The Hype Around Real-Time Data — Is It Worth It?

Real-time data is the most consistently overhyped concept in the data engineering industry. It has been overhyped for the better part of a decade, and it shows no signs of becoming less overhyped anytime soon. Vendor marketing, conference talks, and job descriptions have collectively created an impression that real-time data processing is the natural destination of every mature data platform — that batch is a temporary inconvenience on the way to streaming, and that any organization not processing data in real time is leaving competitive advantage on the table.

This impression is wrong. Not because real-time data is without value — it is enormously valuable in the right contexts — but because the right contexts are far narrower than the industry narrative suggests, and the costs of getting there are far higher than the marketing materials acknowledge.

What Real-Time Actually Means

The first problem with the real-time conversation is that nobody agrees on what real-time means. The term gets applied to everything from sub-millisecond latency in high-frequency trading systems to dashboards that refresh every fifteen minutes. These are not the same thing. They have different technical requirements, different cost profiles, and different use cases.

It is more useful to think in terms of a latency spectrum. At one end is true real-time — millisecond to second latency — which requires purpose-built streaming infrastructure, significant engineering investment, and is appropriate for a small set of genuinely latency-sensitive use cases. In the middle is near real-time — latency measured in minutes — which is achievable with micro-batch processing and is appropriate for a broader set of use cases where freshness matters but milliseconds do not. At the other end is batch — latency measured in hours or days — which is the right choice for the majority of analytical workloads where the freshness requirement is modest and the priority is correctness and cost efficiency.

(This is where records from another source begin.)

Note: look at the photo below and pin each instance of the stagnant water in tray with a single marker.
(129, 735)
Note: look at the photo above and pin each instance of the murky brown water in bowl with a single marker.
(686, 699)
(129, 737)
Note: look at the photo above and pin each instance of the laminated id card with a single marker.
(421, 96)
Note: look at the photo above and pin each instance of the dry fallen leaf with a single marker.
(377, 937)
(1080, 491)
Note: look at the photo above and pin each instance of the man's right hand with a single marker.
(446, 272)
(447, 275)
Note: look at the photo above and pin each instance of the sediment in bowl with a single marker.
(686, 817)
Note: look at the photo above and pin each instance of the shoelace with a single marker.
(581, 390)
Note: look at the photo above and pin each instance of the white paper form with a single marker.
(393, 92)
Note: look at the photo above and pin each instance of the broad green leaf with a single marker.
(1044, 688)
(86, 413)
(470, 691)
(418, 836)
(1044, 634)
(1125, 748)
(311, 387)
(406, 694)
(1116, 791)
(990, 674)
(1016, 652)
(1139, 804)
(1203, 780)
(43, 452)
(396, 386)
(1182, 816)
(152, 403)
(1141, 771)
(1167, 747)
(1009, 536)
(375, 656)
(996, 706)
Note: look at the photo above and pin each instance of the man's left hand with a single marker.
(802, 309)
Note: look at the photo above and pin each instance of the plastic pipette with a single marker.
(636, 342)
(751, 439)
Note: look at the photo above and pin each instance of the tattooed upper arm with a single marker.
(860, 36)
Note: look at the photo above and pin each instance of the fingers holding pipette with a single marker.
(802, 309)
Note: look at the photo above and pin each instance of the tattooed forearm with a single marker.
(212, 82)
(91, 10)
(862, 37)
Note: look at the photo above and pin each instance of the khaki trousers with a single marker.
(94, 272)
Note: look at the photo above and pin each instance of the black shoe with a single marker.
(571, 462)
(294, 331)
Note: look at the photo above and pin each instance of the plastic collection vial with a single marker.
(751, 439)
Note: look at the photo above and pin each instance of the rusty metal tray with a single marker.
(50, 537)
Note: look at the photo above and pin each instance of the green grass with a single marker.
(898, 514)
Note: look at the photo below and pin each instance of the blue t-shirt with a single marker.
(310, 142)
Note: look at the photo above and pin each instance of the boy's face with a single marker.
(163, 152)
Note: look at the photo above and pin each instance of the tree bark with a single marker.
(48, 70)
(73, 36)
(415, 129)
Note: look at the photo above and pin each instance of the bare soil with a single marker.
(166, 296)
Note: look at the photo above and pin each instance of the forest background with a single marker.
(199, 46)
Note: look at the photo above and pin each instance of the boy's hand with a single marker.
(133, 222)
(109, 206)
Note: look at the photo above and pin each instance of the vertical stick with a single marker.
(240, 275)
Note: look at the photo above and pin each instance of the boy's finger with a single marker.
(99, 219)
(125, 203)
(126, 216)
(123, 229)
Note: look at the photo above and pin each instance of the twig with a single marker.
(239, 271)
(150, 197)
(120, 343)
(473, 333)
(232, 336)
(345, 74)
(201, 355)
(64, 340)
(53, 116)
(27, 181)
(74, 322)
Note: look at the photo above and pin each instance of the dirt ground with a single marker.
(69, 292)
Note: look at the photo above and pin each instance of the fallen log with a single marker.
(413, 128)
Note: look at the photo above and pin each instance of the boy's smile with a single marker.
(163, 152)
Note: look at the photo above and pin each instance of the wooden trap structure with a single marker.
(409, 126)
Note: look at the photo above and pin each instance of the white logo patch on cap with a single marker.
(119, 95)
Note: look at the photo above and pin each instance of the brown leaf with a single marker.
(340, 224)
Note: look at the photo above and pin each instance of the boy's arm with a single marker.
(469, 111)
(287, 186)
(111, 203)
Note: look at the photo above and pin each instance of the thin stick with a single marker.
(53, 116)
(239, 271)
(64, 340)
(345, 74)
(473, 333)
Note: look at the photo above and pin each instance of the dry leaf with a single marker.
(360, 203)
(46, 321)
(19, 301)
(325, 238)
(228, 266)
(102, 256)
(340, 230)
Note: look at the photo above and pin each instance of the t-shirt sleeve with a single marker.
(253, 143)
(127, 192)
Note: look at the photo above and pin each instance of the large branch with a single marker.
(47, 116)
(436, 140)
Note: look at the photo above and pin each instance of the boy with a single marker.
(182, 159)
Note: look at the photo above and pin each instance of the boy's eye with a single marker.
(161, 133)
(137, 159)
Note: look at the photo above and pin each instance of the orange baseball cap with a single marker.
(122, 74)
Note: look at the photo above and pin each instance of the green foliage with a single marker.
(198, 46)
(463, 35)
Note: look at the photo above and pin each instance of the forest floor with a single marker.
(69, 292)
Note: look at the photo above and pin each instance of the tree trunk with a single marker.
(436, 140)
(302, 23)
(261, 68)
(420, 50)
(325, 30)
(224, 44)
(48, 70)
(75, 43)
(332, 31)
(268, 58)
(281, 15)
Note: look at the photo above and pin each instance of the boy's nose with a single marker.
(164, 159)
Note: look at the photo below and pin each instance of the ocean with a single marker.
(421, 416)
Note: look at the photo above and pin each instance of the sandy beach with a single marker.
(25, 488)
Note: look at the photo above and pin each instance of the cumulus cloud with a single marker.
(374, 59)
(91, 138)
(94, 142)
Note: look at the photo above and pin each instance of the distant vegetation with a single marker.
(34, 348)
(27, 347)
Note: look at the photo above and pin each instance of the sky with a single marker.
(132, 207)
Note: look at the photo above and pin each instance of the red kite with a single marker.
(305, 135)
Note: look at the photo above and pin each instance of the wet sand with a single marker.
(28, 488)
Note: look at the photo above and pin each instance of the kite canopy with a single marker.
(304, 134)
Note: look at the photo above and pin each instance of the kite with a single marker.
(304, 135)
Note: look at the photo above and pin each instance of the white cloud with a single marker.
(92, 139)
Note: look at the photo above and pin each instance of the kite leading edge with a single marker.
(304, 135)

When a business leader says they want real-time data, they usually mean they want fresher data than they currently have. That is a very different requirement from true real-time, and conflating the two leads to expensive infrastructure decisions made in pursuit of a latency requirement that was never actually specified.

The Cases Where Real-Time Is Genuinely Worth It

To be fair to the technology, there are use cases where real-time data processing is not just nice to have but essential to the value proposition. These cases exist, they are important, and they are worth understanding clearly — precisely so you can recognize when your situation is and is not one of them.

Fraud detection is the canonical example. A payment fraud model that evaluates transactions in real time — within the window of the payment authorization — can prevent fraudulent transactions rather than merely detecting them after the fact. The business value of prevention versus detection is enormous, and no amount of batch processing sophistication can replicate it. The latency requirement is real, it is measurable, and it is directly tied to business outcomes.

Personalization at scale is another legitimate use case. Recommendation systems that update user models in real time based on in-session behavior — what a user is looking at right now, not what they looked at yesterday — can meaningfully improve engagement and conversion rates for platforms with sufficient scale. Netflix updating its recommendations based on what you watched in the last ten minutes is a real-time data problem with real business impact.

Operational monitoring and alerting sits firmly in the real-time category. Infrastructure monitoring, application performance monitoring, and anomaly detection systems all require low-latency data to be useful. An alert about a service degradation that fires three hours after the degradation began is not an alert — it is a post-mortem data point.

These use cases share a common characteristic: the value of the data is explicitly time-dependent in a way that is directly tied to business outcomes. The question is not “would fresher data be better” — fresher data is almost always better — but “is the business value of fresher data sufficient to justify the cost of producing it.”

The Cases Where Real-Time Is Not Worth It

The more common situation — and the one the industry narrative systematically underrepresents — is the one where real-time data processing is adopted for use cases that do not require it, at costs that are not justified by the business value delivered.

Executive dashboards are perhaps the most frequent culprit. A significant amount of streaming infrastructure has been built to power dashboards that senior leaders look at once a day, in morning meetings, after their first cup of coffee. The data on those dashboards could be twelve hours old and it would make no practical difference to any decision made on the basis of it. The streaming pipeline feeding those dashboards is impressive engineering in service of a non-requirement.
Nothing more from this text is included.